Having now traveled along the parenthood path for the entirety of eight full months, I am an obvious expert in everything I don’t know, should have known, should have done and certainly shouldn’t have said. It is a badge of courage I wear proudly, when I don’t forget it in her diaper bag. The adorable books coated in fairy tales and free advice that lined her nursery shelves are now her basic chew toys and weapons to wield upon my once spoiled dog. The closet of once pristinely precious clothes are now characterized by the degree of stain, since baby food takes no prisoners. The crib that I wistfully watched for three months is now seen by its tiny occupant as a mortal enemy of which to avoid at all costs. Those sweet lace-trimmed headbands and bows are but a tool of distraction while attempting to put a diaper on a little lady who prefers au natural over a covered derriere. Sweet, soothing lullabies have given way to creative ad libs that will never earn me Mom of the Year. This new job requires an all new skill set that changes the moment any mastery occurs.

Having always been somewhat of a quick study, parenthood baffles me into an oblivion. Ingrained in my very being is the belief that nothing is impossible, yet opening a tiny container of sweet potato puree while holding the future kickboxing queen of the world is, for all practical purposes, impossible.

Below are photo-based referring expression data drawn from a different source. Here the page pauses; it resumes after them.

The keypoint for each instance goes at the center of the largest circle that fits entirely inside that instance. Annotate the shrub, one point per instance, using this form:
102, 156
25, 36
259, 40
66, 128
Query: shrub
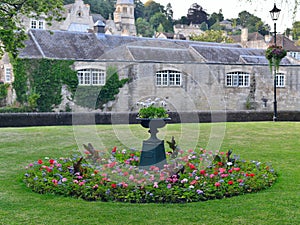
193, 176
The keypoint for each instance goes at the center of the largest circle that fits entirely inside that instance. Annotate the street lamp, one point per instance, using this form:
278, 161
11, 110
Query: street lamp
274, 15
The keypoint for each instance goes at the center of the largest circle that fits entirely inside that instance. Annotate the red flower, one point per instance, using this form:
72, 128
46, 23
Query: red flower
192, 167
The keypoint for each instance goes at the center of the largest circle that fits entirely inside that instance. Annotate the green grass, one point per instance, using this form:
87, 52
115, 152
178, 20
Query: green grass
266, 141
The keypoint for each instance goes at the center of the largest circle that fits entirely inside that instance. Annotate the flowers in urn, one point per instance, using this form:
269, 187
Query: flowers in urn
153, 109
274, 55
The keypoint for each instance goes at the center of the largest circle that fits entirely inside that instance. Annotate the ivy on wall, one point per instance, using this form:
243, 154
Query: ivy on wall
38, 82
95, 97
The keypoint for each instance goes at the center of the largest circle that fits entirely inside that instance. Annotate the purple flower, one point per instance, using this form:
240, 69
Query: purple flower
199, 192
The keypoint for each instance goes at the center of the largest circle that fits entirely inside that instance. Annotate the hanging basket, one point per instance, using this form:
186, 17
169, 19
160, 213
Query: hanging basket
274, 55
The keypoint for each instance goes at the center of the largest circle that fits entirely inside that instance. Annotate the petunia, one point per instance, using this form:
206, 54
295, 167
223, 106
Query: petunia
217, 184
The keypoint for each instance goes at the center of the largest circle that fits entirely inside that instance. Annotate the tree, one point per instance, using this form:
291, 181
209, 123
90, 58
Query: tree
151, 7
212, 36
253, 23
296, 30
196, 14
160, 18
144, 28
215, 17
12, 33
139, 9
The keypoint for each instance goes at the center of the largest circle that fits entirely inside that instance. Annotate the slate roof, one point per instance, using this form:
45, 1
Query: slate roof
91, 46
286, 43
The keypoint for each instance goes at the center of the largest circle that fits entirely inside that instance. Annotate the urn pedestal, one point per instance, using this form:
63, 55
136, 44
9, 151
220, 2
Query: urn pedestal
153, 150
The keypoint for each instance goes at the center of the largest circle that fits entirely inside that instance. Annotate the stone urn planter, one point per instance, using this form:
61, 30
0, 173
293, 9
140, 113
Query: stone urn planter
153, 150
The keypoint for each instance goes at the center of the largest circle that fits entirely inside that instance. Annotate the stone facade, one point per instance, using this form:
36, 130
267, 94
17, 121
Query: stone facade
189, 76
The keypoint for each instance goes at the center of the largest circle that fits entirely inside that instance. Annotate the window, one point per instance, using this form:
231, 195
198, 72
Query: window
280, 80
37, 24
168, 78
237, 79
91, 77
7, 74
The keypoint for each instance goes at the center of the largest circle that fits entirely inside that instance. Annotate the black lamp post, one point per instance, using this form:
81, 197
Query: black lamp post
274, 15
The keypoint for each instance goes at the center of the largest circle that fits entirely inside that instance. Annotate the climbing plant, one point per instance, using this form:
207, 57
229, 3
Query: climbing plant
38, 82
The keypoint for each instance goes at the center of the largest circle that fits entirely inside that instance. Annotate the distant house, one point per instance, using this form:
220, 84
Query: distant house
78, 17
170, 36
256, 40
188, 75
187, 30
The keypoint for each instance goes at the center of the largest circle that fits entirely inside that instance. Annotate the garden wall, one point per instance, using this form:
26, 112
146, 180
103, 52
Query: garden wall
57, 119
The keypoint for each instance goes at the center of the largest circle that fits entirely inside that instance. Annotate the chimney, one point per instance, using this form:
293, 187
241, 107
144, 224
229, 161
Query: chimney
244, 35
99, 27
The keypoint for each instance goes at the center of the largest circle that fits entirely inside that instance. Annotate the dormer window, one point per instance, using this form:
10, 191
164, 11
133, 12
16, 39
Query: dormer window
237, 79
79, 13
168, 78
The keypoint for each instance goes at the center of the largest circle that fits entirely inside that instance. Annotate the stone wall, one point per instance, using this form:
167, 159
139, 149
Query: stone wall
59, 119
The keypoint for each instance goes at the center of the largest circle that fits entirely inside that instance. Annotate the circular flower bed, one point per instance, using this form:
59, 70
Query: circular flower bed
114, 176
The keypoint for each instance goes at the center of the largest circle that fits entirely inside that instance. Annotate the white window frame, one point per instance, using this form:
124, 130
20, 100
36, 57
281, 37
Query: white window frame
237, 79
280, 80
8, 74
37, 24
170, 78
91, 77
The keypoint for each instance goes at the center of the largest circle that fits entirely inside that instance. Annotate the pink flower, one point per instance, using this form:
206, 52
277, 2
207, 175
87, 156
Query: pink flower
193, 182
54, 181
222, 170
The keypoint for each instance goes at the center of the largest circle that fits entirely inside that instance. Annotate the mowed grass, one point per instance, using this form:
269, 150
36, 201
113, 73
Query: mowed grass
278, 143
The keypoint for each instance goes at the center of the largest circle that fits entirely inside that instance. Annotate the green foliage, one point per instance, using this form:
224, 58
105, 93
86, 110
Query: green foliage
196, 14
212, 36
38, 82
153, 112
202, 177
3, 90
95, 97
12, 33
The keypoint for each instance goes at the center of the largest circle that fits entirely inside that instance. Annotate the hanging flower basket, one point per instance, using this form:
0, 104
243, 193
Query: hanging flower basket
274, 55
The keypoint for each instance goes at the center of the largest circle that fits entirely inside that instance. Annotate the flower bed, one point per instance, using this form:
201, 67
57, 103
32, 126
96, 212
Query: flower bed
189, 177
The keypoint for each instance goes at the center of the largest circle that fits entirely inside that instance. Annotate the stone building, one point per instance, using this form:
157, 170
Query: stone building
78, 18
187, 75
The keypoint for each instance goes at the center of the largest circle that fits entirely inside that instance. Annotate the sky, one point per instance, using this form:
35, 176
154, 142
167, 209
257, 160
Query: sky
231, 9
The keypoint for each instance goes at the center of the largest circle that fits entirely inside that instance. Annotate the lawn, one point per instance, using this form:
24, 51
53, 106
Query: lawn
277, 143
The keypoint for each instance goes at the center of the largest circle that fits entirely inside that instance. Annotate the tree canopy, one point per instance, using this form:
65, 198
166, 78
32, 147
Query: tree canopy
12, 32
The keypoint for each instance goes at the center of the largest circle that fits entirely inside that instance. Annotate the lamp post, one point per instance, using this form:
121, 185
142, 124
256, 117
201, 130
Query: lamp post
274, 15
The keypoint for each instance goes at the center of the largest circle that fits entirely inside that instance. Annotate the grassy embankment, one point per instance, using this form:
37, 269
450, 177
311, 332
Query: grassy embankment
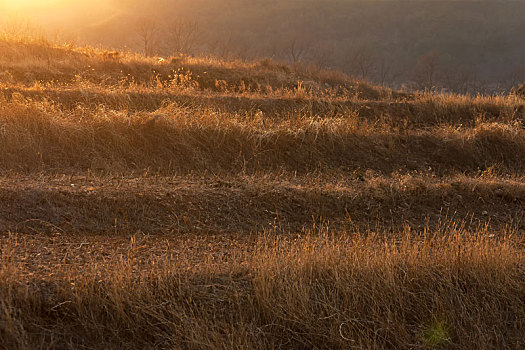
267, 206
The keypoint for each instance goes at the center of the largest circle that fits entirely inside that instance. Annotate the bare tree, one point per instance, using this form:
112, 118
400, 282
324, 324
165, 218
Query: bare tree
362, 63
148, 31
425, 71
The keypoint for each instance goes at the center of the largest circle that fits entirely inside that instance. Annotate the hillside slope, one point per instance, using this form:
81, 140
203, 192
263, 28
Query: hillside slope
195, 203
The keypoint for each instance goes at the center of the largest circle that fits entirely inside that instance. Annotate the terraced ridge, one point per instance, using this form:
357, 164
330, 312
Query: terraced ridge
141, 198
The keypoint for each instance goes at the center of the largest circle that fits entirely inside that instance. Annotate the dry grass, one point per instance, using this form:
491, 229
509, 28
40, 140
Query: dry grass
416, 203
440, 289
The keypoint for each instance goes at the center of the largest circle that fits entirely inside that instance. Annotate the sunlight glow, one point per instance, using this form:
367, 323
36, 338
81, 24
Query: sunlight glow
21, 5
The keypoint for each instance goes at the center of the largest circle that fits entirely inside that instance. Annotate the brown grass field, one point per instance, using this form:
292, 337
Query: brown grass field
192, 203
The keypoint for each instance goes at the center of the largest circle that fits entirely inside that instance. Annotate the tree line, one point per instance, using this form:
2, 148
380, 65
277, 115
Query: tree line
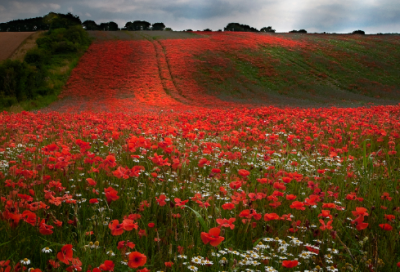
58, 20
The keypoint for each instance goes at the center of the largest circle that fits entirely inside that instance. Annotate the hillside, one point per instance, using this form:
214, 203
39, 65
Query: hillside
10, 41
155, 68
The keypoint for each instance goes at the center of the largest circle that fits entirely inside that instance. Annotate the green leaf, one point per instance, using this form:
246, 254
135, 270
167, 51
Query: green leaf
201, 220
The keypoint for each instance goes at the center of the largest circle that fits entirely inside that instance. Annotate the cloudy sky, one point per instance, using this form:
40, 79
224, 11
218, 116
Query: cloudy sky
340, 16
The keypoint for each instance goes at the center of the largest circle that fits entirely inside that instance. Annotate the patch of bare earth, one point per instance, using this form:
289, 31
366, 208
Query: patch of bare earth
10, 41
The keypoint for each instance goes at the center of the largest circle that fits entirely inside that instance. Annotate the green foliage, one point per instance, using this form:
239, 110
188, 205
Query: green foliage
37, 57
267, 29
48, 22
158, 26
240, 27
20, 81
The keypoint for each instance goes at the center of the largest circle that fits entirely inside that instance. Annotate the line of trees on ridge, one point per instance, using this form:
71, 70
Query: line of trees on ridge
58, 20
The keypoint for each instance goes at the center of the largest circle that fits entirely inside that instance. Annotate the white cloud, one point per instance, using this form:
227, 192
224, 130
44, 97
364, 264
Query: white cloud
283, 15
53, 6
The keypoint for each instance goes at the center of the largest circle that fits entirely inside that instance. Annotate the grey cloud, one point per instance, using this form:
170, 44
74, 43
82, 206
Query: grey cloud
339, 17
284, 15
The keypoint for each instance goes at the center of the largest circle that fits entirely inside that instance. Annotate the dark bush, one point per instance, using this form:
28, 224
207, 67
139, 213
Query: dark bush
64, 47
37, 57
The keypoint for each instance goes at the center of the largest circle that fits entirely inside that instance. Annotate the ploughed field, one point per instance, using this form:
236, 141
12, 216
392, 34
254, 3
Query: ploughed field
10, 41
178, 152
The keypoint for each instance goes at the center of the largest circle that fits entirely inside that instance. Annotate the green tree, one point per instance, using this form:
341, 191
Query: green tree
158, 26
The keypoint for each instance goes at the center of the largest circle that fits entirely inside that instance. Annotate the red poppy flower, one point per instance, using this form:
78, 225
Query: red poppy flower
291, 197
116, 228
226, 223
327, 226
65, 255
244, 173
136, 259
290, 264
111, 194
93, 201
212, 237
228, 206
161, 200
298, 205
107, 266
271, 216
45, 229
91, 182
129, 225
386, 227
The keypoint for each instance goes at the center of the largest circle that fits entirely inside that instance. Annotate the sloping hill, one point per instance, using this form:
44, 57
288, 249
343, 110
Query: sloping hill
10, 41
159, 69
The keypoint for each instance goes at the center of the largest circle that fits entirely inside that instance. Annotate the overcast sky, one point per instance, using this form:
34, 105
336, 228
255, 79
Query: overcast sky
340, 16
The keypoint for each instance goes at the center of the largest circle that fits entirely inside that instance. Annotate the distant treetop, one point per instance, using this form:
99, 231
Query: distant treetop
239, 27
267, 29
298, 31
360, 32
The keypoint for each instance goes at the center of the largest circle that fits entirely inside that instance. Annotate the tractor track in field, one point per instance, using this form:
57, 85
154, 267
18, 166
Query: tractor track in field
168, 83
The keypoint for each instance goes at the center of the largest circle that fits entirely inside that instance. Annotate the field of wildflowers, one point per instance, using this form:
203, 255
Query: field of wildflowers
138, 167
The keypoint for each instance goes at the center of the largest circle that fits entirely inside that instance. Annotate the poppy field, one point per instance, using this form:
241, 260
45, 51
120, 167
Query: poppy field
142, 165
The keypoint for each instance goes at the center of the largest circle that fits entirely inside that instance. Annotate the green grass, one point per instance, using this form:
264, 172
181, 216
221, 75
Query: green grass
330, 70
58, 71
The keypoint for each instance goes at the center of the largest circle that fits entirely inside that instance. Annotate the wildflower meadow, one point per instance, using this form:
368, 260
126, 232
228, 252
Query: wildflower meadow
138, 168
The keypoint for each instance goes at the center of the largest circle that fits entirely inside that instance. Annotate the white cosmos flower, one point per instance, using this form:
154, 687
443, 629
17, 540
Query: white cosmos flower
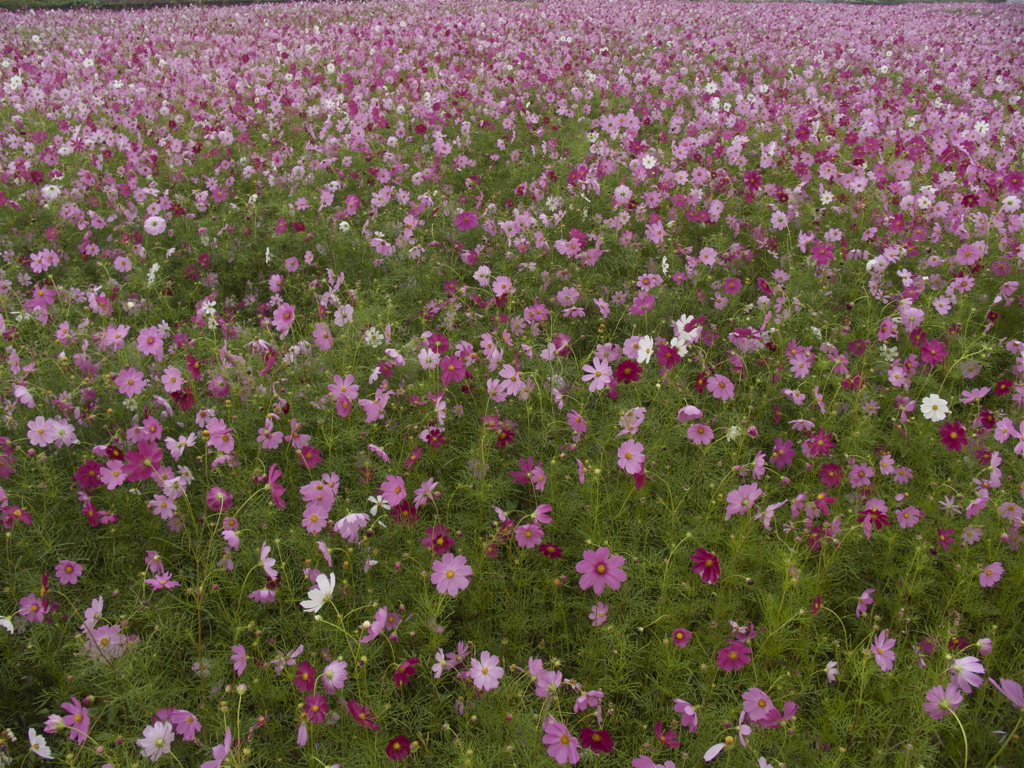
320, 594
934, 408
645, 350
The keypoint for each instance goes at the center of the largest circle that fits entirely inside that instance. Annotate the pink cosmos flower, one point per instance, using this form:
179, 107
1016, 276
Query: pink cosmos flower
991, 574
883, 650
485, 672
721, 387
239, 659
363, 715
741, 500
68, 571
157, 740
284, 316
151, 341
393, 489
32, 608
185, 724
700, 434
953, 435
155, 225
939, 700
561, 743
172, 379
598, 374
688, 413
218, 500
452, 574
130, 382
334, 676
404, 672
398, 748
42, 431
465, 220
757, 705
681, 637
600, 569
143, 462
967, 673
77, 719
528, 536
863, 601
687, 715
631, 457
733, 656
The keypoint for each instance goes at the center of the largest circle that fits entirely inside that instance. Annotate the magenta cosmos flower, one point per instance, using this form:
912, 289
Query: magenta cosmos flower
721, 387
681, 637
451, 574
68, 571
600, 569
631, 457
883, 650
706, 565
465, 220
991, 574
485, 672
561, 743
397, 749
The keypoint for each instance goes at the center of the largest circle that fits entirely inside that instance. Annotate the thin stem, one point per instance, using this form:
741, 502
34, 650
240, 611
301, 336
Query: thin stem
967, 749
1006, 742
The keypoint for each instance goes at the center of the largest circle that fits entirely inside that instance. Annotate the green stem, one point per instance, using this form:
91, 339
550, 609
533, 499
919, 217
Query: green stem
1006, 743
967, 748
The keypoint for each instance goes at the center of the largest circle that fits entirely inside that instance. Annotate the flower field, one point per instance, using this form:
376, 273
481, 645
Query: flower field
512, 384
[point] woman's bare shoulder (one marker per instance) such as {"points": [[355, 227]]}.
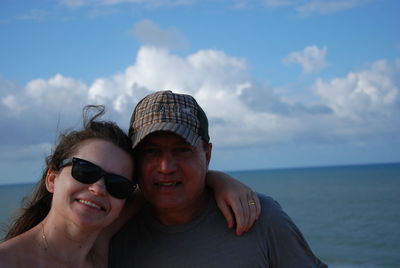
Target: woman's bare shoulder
{"points": [[19, 251]]}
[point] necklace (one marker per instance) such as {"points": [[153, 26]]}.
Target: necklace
{"points": [[46, 245]]}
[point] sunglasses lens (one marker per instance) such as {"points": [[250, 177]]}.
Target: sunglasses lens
{"points": [[118, 186], [85, 172]]}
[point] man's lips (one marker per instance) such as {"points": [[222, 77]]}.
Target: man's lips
{"points": [[92, 204], [167, 184]]}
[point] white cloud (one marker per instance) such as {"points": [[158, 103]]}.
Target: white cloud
{"points": [[323, 7], [241, 111], [371, 94], [56, 91], [312, 59], [148, 3], [149, 33], [13, 104]]}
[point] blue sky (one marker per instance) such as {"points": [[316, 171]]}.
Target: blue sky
{"points": [[285, 83]]}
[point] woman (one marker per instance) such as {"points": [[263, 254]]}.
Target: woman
{"points": [[82, 190]]}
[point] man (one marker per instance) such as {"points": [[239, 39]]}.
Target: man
{"points": [[182, 226]]}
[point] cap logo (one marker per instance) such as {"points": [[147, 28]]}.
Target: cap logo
{"points": [[167, 108]]}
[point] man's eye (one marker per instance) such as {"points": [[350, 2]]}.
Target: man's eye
{"points": [[183, 150], [150, 151]]}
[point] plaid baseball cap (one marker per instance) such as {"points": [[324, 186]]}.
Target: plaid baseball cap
{"points": [[168, 111]]}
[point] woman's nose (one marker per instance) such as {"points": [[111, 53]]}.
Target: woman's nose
{"points": [[98, 188]]}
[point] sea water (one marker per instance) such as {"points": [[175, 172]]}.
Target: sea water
{"points": [[350, 215]]}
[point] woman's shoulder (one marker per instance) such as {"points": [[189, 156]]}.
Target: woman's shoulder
{"points": [[19, 251]]}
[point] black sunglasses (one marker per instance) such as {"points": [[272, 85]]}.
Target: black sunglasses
{"points": [[86, 172]]}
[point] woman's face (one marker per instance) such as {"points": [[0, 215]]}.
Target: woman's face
{"points": [[90, 205]]}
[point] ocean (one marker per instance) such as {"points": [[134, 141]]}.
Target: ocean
{"points": [[350, 215]]}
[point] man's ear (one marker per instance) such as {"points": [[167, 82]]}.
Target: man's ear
{"points": [[50, 180]]}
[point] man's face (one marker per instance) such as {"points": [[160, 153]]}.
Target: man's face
{"points": [[172, 172]]}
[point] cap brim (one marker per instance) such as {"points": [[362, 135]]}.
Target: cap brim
{"points": [[186, 133]]}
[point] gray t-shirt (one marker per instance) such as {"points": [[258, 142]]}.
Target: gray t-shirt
{"points": [[273, 241]]}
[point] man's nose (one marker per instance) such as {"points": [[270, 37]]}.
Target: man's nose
{"points": [[167, 163]]}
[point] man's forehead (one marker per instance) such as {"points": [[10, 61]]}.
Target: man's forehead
{"points": [[160, 137]]}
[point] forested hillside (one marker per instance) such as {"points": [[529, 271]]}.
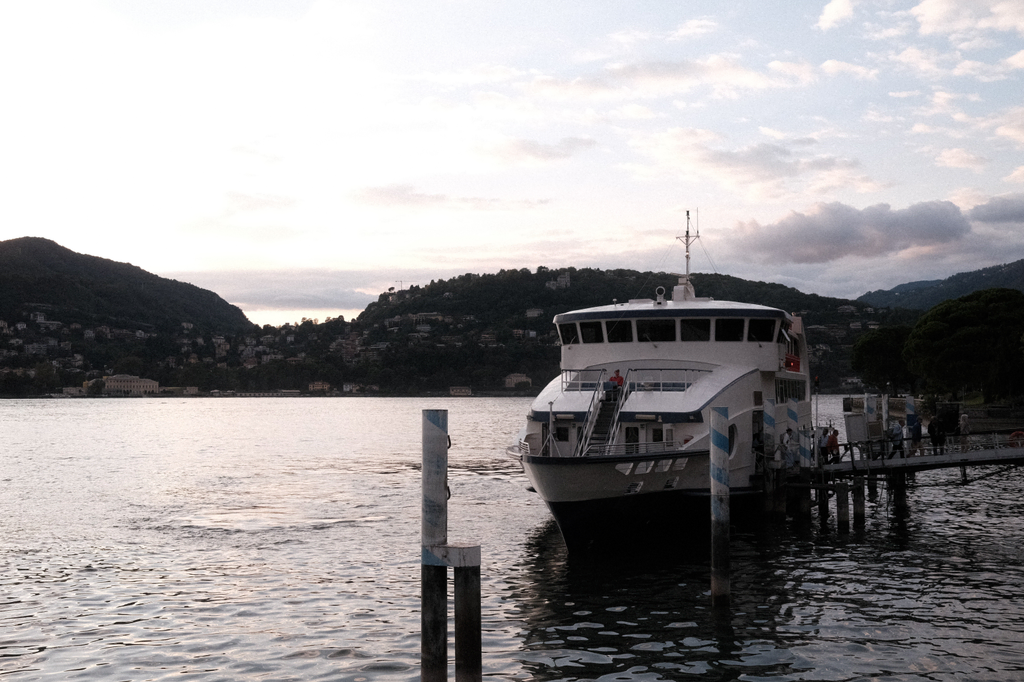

Finding common ground with any adversary has been relatively easy for me. However, finding common ground with a tea cup version of myself over the necessity of sleep has proven to be a battle I shall wage with little hope of victory and no hope of surrender. Proudly, I implemented every Googled remedy of proper parenting only to end the day violating every recommended procedure given. Clearly, parenting is subjective.

Silence was once my solace, now it is my cue to rush to see what calamity has ensued. My life once had a clear rhythm, a simplicity of being and moments of rest. The only rhythm that remains now is the cadence of my feet back and forth to the changing station. It is a glorious whirlwind of pride and fear doused in the storms of self-doubt. It is a true test of character, a trial of triumph and a tale of a Mom in the making. There shall be epic battles, moments of valor and twists and turns that will pale even the greatest of novels — and that is just during the fastening of the car seat.

I have met my match, my most worthy of opponents, my greatest challenge of all and she has familiar eyes, a formidable determination and a flair for the dramatic. She has turned my world upside down, my days inside out and my home into a domicile of bibs and blankies. I will never be the person I was before, and for that I am immensely thankful, eternally exhausted and fully accepting of the complexity of sweet potato puree.